Bluebell were one of the strongest teams in the division during the 1980s, winning the league four times and finishing as runners-up on four occasions during the decade. Ahead of the 1988–89 season, the league was reorganised with Division 1 replaced by the new Senior Division.

=== Millennium ===

At the turn of the century, the league was dominated by four teams with only Crumlin United, Cherry Orchard, Wayside Celtic and Bangor Celtic winning the title.
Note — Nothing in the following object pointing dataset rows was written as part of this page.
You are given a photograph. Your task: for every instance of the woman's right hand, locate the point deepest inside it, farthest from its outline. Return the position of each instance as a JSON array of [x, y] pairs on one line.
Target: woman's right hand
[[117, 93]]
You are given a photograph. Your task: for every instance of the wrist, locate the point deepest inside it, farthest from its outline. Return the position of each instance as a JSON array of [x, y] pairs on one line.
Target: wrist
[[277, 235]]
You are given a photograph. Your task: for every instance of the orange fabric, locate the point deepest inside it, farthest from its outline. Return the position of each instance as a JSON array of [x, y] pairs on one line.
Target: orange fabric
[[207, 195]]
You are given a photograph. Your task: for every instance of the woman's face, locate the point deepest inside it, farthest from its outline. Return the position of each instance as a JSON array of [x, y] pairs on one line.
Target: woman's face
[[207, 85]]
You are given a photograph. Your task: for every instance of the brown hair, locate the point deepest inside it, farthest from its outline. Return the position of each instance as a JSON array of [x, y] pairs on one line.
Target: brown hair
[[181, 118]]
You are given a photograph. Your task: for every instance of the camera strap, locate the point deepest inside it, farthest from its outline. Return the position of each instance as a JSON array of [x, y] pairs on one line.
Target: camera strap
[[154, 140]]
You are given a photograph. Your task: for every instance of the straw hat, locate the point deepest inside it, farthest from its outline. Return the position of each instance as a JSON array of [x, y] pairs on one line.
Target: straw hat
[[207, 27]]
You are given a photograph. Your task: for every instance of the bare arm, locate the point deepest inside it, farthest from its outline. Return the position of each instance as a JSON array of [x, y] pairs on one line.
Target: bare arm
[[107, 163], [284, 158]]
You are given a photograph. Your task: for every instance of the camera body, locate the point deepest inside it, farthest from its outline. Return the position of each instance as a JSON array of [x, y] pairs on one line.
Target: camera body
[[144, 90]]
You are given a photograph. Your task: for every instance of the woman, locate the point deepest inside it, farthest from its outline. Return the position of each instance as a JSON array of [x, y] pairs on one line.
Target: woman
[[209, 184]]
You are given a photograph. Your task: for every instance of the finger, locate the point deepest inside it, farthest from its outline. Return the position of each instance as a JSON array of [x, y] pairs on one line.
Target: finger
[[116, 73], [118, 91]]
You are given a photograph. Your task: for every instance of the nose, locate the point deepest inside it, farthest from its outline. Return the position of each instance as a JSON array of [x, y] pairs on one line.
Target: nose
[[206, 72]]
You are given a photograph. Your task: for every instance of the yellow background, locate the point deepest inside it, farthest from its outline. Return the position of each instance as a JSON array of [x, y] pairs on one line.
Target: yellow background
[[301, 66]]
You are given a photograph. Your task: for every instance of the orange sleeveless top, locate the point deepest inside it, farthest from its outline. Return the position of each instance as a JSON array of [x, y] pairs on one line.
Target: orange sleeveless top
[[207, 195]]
After 14 seasons, Bluebell United broke the dominance by becoming the 2014–15 Leinster Senior League champions, ending their own 27-year wait for a Charlie Beahan Cup.

== List of winners by club ==
- Brackets indicate a victory for the club's reserve team.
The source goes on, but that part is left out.